Base class exposing a Value property and an abstract Load(CancellationToken) method. All cursor types derive from this.
ReadWriteCursor.cs
ReadWriteCursor<T> (abstract)
Extends ReadCursor<T> with an abstract Save(CancellationToken) method for cursors that can persist their state.
DurableCursor.cs
DurableCursor : ReadWriteCursor<DateTimeOffset>
Reads and writes a DateTimeOffset to/from a JSON blob in Azure Storage via NuGet.Services.Storage. Uses ISO 8601 round-trip format ("O"). Stores JSON as {"value":"..."} with Cache-Control: no-store.
MemoryCursor.cs
MemoryCursor : ReadWriteCursor<DateTimeOffset>
In-memory cursor whose Load and Save are no-ops. Provides CreateMin() and CreateMax() static factories returning DateTimeOffset.MinValue and DateTimeOffset.MaxValue (both UTC).
HttpReadCursor.cs
HttpReadCursor : ReadCursor<DateTimeOffset>
Read-only cursor that fetches JSON from an HTTP endpoint and parses the value field as DateTimeOffset. Accepts an optional custom HttpMessageHandler factory.
AggregateCursor.cs
AggregateCursor<T> : ReadCursor<T>
Composes one or more ReadCursor<T> instances; on Load, loads all in parallel and sets Value to the minimum across them. Requires at least one inner cursor.
Included as a package reference for JSON format compatibility; actual JSON parsing in the current code uses Newtonsoft.Json.Linq.JObject (transitively available via the broader solution).
System.Net.Http (framework reference)
Referenced explicitly for HttpClient and HttpMessageHandler used by HttpReadCursor.
Provides the abstract Storage base class, IStorage, and StringStorageContent used by DurableCursor to read and write cursor blobs in Azure Blob Storage or the file system.
Front/back cursor convention. By convention, consuming jobs construct a writable DurableCursor as the “front” (their own progress watermark) and a read-only cursor — either a MemoryCursor.CreateMax() or an AggregateCursor over HttpReadCursor instances — as the “back” (the upper bound they must not exceed). The collector only processes catalog commits whose timestamps are strictly greater than front.Value and less than or equal to back.Value.
Parallel load in AggregateCursor.AggregateCursor.Load calls Task.WhenAll over all inner cursors before computing the minimum. This means all remote or storage reads happen concurrently, keeping startup latency proportional to the slowest single cursor rather than the sum of all cursors.
DurableCursor uses Newtonsoft.Json at runtime despite the System.Text.Json package reference.
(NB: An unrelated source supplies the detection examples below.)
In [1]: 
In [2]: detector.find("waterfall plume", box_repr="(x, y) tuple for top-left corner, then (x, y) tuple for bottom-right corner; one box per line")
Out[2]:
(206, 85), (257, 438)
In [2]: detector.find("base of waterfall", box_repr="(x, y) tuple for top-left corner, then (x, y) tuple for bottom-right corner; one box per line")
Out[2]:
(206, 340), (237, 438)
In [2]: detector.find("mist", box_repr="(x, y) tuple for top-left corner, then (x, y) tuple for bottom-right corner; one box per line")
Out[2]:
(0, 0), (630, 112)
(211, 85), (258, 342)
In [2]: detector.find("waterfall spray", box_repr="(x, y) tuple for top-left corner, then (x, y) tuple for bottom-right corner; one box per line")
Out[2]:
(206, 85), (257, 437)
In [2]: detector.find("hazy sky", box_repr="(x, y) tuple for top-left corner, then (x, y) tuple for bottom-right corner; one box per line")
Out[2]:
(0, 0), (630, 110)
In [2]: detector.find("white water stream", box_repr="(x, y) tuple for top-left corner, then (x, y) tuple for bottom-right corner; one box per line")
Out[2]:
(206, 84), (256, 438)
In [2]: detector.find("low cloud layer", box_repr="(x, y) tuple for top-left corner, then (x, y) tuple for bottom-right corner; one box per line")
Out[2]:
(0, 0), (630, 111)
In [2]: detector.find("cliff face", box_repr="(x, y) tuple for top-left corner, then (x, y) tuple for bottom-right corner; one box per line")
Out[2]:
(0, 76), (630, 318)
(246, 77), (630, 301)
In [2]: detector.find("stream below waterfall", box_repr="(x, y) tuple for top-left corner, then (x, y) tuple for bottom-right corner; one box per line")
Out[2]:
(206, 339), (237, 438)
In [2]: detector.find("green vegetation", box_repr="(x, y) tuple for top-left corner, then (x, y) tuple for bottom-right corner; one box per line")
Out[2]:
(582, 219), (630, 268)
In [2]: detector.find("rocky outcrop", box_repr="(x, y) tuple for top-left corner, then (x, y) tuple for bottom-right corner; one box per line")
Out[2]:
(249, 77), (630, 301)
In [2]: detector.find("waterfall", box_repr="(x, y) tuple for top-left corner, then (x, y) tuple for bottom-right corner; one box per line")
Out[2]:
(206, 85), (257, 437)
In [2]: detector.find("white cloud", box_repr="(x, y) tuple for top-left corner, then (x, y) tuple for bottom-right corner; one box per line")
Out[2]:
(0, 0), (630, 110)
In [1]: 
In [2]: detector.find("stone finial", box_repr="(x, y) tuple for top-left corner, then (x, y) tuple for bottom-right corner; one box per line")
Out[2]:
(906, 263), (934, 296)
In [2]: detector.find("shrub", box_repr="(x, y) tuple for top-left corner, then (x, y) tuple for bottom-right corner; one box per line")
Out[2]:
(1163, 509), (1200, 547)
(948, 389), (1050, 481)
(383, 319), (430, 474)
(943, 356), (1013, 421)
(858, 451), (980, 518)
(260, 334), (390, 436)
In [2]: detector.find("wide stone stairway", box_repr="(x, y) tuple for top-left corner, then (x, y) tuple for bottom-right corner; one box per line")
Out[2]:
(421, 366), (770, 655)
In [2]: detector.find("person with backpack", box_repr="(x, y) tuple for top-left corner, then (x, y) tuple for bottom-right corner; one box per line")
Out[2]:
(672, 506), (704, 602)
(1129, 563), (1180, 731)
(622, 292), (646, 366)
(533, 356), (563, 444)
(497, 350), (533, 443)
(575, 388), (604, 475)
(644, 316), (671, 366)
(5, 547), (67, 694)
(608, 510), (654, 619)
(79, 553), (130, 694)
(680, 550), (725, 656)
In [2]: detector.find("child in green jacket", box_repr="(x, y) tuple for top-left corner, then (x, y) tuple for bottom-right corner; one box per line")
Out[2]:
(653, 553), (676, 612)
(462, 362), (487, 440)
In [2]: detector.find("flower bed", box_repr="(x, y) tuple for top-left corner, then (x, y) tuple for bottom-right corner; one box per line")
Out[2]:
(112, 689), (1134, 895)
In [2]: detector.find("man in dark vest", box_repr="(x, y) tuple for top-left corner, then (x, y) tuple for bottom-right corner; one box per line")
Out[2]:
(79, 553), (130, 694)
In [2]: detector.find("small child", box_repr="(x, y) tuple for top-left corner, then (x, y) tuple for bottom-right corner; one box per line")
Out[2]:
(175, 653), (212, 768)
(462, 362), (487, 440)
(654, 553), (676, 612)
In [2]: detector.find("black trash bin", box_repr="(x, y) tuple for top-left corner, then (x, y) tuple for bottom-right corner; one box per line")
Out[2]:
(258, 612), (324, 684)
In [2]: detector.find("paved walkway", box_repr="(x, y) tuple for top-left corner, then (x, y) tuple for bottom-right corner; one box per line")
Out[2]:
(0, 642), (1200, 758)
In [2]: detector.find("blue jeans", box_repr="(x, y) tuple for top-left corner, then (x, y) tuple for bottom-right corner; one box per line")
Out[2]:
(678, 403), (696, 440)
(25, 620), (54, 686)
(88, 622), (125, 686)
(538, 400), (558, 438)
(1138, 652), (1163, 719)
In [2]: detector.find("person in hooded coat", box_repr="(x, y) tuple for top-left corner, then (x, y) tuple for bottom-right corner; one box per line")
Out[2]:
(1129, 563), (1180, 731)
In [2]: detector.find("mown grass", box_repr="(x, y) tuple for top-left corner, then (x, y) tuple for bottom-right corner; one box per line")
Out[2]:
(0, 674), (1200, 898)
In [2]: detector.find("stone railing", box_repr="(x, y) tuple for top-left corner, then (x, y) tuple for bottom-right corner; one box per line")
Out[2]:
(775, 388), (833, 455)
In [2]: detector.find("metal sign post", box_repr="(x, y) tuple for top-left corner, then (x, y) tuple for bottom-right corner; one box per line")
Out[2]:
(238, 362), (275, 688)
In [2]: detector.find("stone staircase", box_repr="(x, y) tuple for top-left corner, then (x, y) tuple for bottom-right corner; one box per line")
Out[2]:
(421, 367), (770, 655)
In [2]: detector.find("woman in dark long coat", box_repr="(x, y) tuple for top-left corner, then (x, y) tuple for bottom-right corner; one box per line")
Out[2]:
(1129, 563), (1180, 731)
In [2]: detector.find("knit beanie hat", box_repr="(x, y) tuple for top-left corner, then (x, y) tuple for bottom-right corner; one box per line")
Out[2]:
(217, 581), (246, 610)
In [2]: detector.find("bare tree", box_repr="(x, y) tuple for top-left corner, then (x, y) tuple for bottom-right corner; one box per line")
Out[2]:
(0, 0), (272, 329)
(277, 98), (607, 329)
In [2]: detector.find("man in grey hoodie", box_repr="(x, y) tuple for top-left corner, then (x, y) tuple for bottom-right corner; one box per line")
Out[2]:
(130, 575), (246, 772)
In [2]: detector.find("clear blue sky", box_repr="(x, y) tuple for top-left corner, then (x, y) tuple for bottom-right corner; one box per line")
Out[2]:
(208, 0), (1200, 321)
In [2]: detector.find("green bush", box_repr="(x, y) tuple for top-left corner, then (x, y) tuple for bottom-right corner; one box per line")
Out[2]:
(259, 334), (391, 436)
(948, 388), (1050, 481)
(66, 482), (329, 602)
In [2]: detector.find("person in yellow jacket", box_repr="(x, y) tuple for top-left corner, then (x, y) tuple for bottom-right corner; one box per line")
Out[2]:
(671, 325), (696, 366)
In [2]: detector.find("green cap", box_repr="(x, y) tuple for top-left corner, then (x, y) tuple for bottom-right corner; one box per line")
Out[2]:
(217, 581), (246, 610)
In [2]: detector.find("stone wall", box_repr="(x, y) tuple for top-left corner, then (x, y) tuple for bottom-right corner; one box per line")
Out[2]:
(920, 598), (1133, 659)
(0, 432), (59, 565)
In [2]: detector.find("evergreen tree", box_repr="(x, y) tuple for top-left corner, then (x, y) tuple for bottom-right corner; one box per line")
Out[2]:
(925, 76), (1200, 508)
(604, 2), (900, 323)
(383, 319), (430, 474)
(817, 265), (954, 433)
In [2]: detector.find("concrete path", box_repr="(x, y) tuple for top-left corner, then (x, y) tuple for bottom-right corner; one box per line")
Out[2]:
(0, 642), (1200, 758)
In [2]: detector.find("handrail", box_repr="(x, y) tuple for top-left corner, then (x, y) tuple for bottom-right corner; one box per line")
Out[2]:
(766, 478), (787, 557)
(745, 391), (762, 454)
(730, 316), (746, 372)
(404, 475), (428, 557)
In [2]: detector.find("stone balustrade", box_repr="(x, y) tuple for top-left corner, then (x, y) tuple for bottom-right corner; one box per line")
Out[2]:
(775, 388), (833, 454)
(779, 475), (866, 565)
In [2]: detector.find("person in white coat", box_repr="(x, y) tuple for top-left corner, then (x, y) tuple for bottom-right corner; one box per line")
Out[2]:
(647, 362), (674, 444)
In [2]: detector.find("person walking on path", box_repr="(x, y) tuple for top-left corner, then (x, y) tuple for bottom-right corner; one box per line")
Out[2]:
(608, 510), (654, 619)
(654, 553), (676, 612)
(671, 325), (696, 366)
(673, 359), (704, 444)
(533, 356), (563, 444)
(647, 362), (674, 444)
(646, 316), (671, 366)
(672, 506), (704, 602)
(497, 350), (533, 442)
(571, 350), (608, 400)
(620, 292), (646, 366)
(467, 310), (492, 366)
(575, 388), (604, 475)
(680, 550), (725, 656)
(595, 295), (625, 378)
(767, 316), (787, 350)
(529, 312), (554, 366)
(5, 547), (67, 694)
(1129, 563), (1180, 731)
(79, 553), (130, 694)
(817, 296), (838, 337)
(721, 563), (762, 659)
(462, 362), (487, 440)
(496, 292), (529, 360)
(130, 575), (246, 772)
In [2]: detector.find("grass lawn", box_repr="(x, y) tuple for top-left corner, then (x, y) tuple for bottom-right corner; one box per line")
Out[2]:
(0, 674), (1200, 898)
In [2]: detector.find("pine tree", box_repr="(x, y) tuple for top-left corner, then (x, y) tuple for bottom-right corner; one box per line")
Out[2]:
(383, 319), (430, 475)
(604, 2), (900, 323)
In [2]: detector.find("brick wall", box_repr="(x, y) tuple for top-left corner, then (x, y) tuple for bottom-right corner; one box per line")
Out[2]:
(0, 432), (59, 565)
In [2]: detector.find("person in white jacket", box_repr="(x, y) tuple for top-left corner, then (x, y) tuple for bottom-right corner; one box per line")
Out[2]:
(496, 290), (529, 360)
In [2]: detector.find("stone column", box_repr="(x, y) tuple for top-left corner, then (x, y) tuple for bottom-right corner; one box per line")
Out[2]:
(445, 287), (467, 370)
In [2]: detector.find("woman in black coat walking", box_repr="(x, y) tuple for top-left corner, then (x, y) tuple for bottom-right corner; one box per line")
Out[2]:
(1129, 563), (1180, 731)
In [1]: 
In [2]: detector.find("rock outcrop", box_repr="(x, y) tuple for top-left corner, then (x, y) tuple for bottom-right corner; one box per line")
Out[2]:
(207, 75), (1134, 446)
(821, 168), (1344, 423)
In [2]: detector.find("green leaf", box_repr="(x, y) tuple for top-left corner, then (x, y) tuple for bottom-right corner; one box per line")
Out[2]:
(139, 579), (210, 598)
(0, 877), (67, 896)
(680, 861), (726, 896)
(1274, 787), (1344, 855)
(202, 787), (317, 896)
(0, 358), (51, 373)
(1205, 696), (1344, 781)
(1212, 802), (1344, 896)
The implementation imports Newtonsoft.Json.Linq for JObject parsing. The System.Text.Json package reference appears to be a forward-compatibility or transitive-alignment declaration rather than the active serializer.
MemoryCursor.CreateMin() is useful for collector runs that should process the entire catalog history (no lower bound restriction), while MemoryCursor.CreateMax() is used as the “back” cursor when a job has no upstream dependency and should process up to the latest available catalog commit.
HttpReadCursor creates a new HttpClient per Load call. Each invocation of Load constructs and disposes an HttpClient within a using block. For jobs that load cursors infrequently (typically once per run), this is acceptable, but callers should be aware that it does not reuse connections across multiple loads.